Quand l’enfant fait pour la première fois l’expérience du rejet ou de l’abandon, il n’a pas l’intelligence nécessaire pour comprendre ce qui se passe. Son petit corps n’a pas la capacité d’encaisser ce traumatisme. Il le relâche dans son système. Il développe des mécanismes d’adaptation. Ce sont des habitudes inconscientes que nous prenons pour engourdir la douleur. Quand elles sont répétées pendant un certain temps, elles deviennent des comportements qui créent une dépendance. Elles peuvent être de l’ordre du trop manger, de la pornographie, de la dépendance ou de la violence. À un autre niveau, ces comportements  peuvent également être considérés comme des modèles karmiques qui proviennent de vies précédentes, et qui sont réaffirmés en cette vie. Sanjay, un photographe de Bombay, affirme: « la pornographie et la masturbation étaient mes mécanismes d’évacuation de la peur, et je glissais souvent dans la promiscuité. Une partie de moi était profondément sensible et une autre recherchait la promiscuité tout en étant incapable de former une relation engagée. C’était comme si, intérieurement, j’étais déchiré en deux « .

Chris Griscom, dans son livre intitulé « Le rétablissement de l’émotion », déclare: « Il y a deux émotions primaires : la peur et la colère. La peur est le féminin, la façon « yin » de vivre le mal de séparation… La colère représente le mâle, la façon « yang » d’exprimer la douleur quand nous changeons de dimensions… Des deux la peur est la plus dangereuse. Car tandis que la colère conserve l’organisme en mouvement, la peur et l’anxiété avalent et perturbent l’organisme, elles noient les forces vitales ».

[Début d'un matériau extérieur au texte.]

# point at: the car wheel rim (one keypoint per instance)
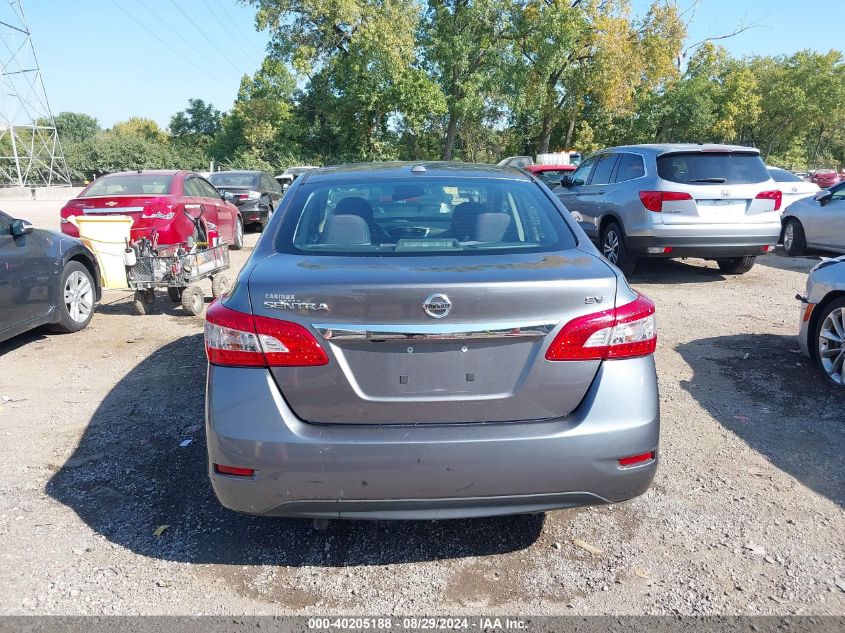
(831, 350)
(79, 297)
(611, 247)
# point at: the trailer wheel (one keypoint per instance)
(175, 294)
(143, 301)
(193, 301)
(219, 286)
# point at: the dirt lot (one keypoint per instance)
(745, 515)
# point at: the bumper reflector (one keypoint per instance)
(233, 470)
(635, 460)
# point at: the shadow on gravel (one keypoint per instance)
(675, 271)
(129, 476)
(780, 261)
(776, 401)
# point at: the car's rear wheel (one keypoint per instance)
(238, 244)
(794, 242)
(219, 286)
(736, 265)
(615, 250)
(193, 300)
(830, 341)
(76, 306)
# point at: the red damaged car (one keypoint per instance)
(824, 178)
(161, 203)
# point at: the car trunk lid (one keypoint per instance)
(390, 362)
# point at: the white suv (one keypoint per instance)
(709, 201)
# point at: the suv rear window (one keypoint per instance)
(129, 184)
(396, 217)
(233, 179)
(701, 168)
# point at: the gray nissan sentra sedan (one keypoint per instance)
(424, 341)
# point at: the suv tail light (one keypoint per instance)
(624, 332)
(775, 195)
(653, 200)
(237, 339)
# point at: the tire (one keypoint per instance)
(219, 286)
(615, 250)
(76, 303)
(829, 353)
(736, 265)
(794, 241)
(193, 301)
(175, 294)
(238, 244)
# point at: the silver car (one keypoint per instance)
(817, 222)
(428, 341)
(710, 201)
(822, 324)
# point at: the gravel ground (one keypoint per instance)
(745, 515)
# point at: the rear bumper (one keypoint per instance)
(429, 472)
(704, 241)
(252, 211)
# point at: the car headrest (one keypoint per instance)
(346, 229)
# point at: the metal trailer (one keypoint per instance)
(179, 273)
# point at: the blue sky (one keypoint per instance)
(98, 60)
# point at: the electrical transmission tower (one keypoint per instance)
(30, 151)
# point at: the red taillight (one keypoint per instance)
(634, 460)
(237, 339)
(624, 332)
(653, 200)
(220, 469)
(775, 195)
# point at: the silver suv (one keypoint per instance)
(710, 201)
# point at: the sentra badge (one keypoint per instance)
(276, 301)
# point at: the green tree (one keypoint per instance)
(140, 127)
(76, 126)
(199, 119)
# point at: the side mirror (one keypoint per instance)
(823, 197)
(21, 227)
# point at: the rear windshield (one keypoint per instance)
(701, 168)
(395, 217)
(224, 179)
(781, 175)
(553, 176)
(130, 184)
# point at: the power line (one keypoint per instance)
(226, 31)
(168, 46)
(231, 19)
(213, 44)
(164, 23)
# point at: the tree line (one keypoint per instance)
(477, 80)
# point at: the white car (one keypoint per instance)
(817, 222)
(792, 187)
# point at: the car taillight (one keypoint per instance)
(653, 200)
(624, 332)
(237, 339)
(154, 212)
(775, 195)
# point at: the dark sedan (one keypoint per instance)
(46, 278)
(255, 193)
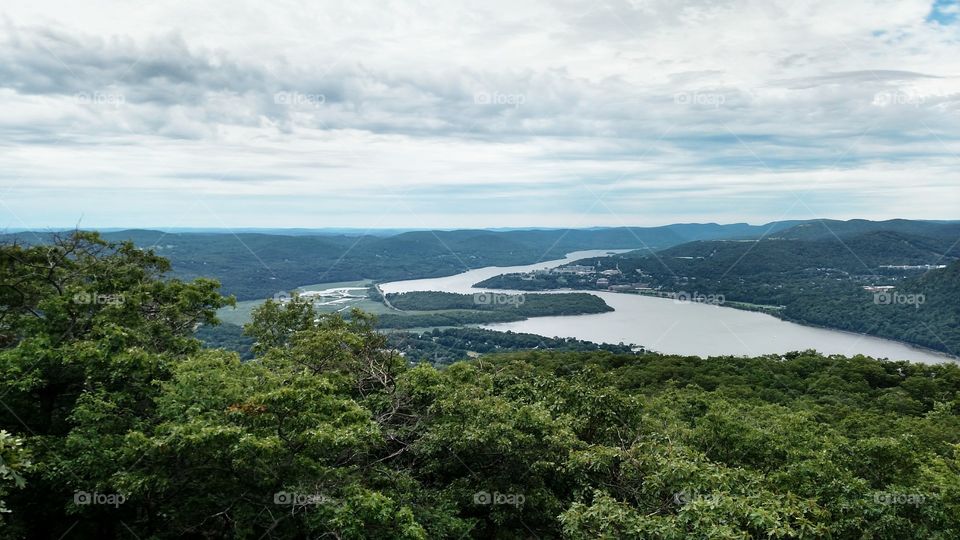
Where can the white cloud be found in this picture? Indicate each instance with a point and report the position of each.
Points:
(467, 114)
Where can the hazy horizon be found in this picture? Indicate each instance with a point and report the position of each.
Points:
(548, 114)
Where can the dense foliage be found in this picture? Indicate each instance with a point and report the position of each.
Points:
(257, 265)
(440, 347)
(806, 274)
(120, 425)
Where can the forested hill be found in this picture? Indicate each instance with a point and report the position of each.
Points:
(116, 424)
(256, 265)
(820, 281)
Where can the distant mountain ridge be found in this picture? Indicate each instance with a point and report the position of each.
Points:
(257, 265)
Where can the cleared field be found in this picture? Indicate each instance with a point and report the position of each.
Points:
(336, 296)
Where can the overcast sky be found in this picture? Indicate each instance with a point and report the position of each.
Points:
(476, 114)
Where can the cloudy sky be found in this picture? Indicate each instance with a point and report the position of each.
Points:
(476, 114)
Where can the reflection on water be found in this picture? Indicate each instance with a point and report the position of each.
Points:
(675, 328)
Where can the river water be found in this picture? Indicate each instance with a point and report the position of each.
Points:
(666, 326)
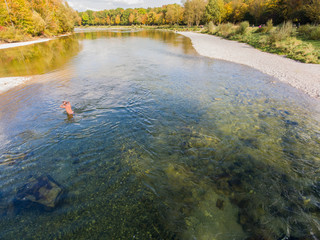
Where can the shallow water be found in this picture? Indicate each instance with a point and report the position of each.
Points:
(164, 144)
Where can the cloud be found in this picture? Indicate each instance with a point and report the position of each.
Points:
(82, 5)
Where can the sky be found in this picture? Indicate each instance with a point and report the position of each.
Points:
(82, 5)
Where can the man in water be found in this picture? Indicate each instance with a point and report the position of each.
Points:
(67, 106)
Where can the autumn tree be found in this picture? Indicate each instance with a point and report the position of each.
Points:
(194, 11)
(174, 14)
(313, 11)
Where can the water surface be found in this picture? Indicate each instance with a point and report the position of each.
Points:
(164, 144)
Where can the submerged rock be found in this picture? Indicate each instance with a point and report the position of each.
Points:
(42, 190)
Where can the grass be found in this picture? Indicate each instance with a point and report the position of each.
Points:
(11, 34)
(283, 40)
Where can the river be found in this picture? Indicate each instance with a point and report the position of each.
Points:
(164, 143)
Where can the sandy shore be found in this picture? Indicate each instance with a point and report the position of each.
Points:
(305, 77)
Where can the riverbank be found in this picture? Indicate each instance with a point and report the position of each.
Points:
(19, 44)
(305, 77)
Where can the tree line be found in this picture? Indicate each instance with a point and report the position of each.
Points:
(196, 12)
(37, 17)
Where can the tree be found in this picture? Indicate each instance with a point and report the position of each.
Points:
(117, 20)
(85, 19)
(174, 14)
(215, 11)
(313, 11)
(131, 18)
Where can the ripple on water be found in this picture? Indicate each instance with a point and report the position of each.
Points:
(164, 144)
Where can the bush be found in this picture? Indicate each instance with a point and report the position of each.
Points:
(282, 32)
(211, 27)
(11, 34)
(309, 32)
(267, 28)
(225, 30)
(242, 28)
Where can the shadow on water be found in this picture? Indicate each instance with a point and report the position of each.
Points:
(164, 144)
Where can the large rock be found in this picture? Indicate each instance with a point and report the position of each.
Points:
(42, 190)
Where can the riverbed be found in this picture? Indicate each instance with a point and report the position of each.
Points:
(164, 143)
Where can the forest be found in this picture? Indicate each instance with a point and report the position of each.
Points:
(196, 12)
(22, 19)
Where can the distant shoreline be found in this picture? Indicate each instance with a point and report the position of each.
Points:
(25, 43)
(303, 76)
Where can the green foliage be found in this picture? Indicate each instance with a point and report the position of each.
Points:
(267, 28)
(226, 30)
(313, 10)
(309, 32)
(11, 34)
(283, 32)
(242, 28)
(215, 11)
(211, 27)
(35, 18)
(39, 24)
(279, 40)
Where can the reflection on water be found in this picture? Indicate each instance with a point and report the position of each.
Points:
(164, 144)
(37, 58)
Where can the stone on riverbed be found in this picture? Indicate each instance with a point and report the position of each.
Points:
(42, 190)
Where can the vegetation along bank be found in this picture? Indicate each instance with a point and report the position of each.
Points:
(286, 27)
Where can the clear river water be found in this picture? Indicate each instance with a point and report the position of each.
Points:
(164, 143)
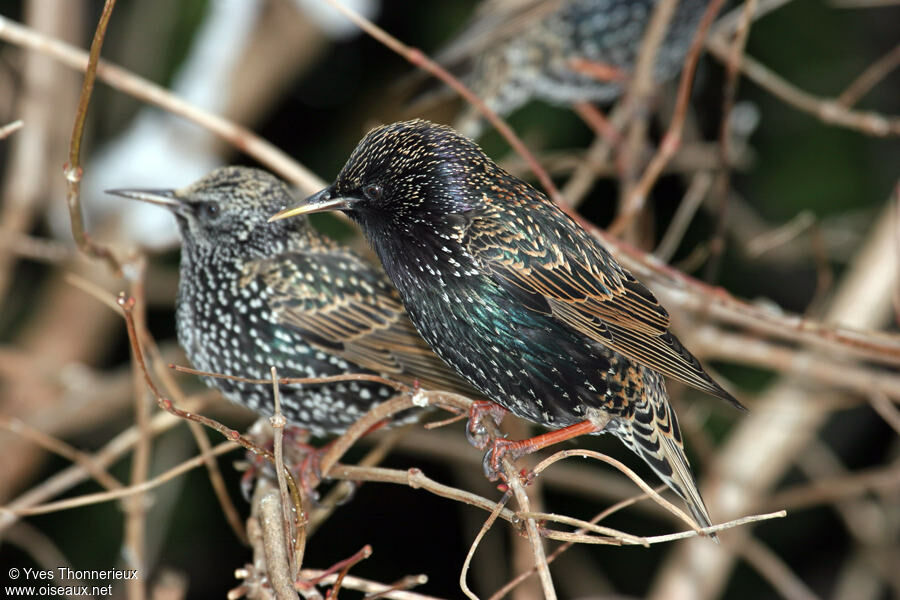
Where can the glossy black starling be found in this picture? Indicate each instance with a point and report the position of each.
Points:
(252, 295)
(562, 51)
(517, 297)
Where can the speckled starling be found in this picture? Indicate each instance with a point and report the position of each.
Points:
(512, 52)
(517, 297)
(252, 295)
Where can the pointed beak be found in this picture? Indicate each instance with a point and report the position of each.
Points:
(164, 198)
(320, 202)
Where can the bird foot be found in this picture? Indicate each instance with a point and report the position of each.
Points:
(500, 449)
(476, 432)
(303, 459)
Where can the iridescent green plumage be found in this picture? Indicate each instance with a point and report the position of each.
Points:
(516, 296)
(253, 295)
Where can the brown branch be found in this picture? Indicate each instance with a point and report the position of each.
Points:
(882, 480)
(276, 545)
(723, 178)
(826, 110)
(296, 550)
(672, 138)
(463, 573)
(135, 508)
(714, 343)
(10, 128)
(124, 81)
(125, 492)
(869, 78)
(773, 569)
(72, 169)
(59, 447)
(77, 473)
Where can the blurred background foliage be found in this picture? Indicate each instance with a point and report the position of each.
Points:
(337, 85)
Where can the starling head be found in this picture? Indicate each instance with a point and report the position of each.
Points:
(228, 206)
(406, 173)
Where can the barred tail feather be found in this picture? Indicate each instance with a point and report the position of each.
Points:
(653, 434)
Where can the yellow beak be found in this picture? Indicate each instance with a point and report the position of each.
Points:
(320, 202)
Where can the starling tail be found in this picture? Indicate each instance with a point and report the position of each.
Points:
(517, 297)
(653, 434)
(561, 51)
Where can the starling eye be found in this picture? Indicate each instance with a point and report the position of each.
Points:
(208, 210)
(373, 191)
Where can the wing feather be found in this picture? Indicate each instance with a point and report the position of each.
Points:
(559, 266)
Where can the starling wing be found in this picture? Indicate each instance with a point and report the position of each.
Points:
(551, 264)
(349, 309)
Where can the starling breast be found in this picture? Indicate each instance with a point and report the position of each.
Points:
(253, 295)
(516, 296)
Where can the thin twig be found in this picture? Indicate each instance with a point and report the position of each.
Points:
(827, 110)
(773, 569)
(276, 545)
(125, 81)
(125, 492)
(59, 447)
(136, 506)
(278, 422)
(672, 138)
(886, 409)
(463, 573)
(723, 177)
(637, 98)
(72, 169)
(869, 78)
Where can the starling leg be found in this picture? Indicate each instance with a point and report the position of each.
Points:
(475, 431)
(502, 448)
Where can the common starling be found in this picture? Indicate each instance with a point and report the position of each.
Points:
(517, 297)
(562, 51)
(252, 295)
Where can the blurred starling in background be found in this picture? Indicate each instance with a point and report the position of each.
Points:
(560, 51)
(253, 295)
(517, 297)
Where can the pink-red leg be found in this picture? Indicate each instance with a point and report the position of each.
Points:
(475, 430)
(514, 450)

Sanjana, au moment de passer à l’âge adulte, alors qu’elle était encore une enfant à l’intérieur, se rappelle avoir été paralysée par la crainte: « J’ai beaucoup été choyée par mes sœurs aînées qui aimaient m’habiller et m’afficher comme une poupée. J’ai été intimidée par mes sœurs juste un peu plus âgées que moi qui étaient probablement offensées par toute l’attention qui m’était accordée. J’ai grandi très gâtée, très paresseuse, très incertaine de moi-même, m’attendant à ce qu’on s’occupe de moi et j’étais presque incapable de prendre la responsabilité de ma vie ».

Les conséquences

La conséquence de cette perte de contact avec l’Enfant intérieur est une diminution de l’expression de soi, de qui nous sommes. Bien que nous puissions parvenir au succès ou nous distinguer comme adultes, notre vie intérieure sera en désarroi. Le plus souvent, nous ne saurons pas ce que nous voulons vraiment ou ce qui va nous rendre vraiment heureux. Nous sommes incapables d’accéder à une joie qui peut toucher nos âmes.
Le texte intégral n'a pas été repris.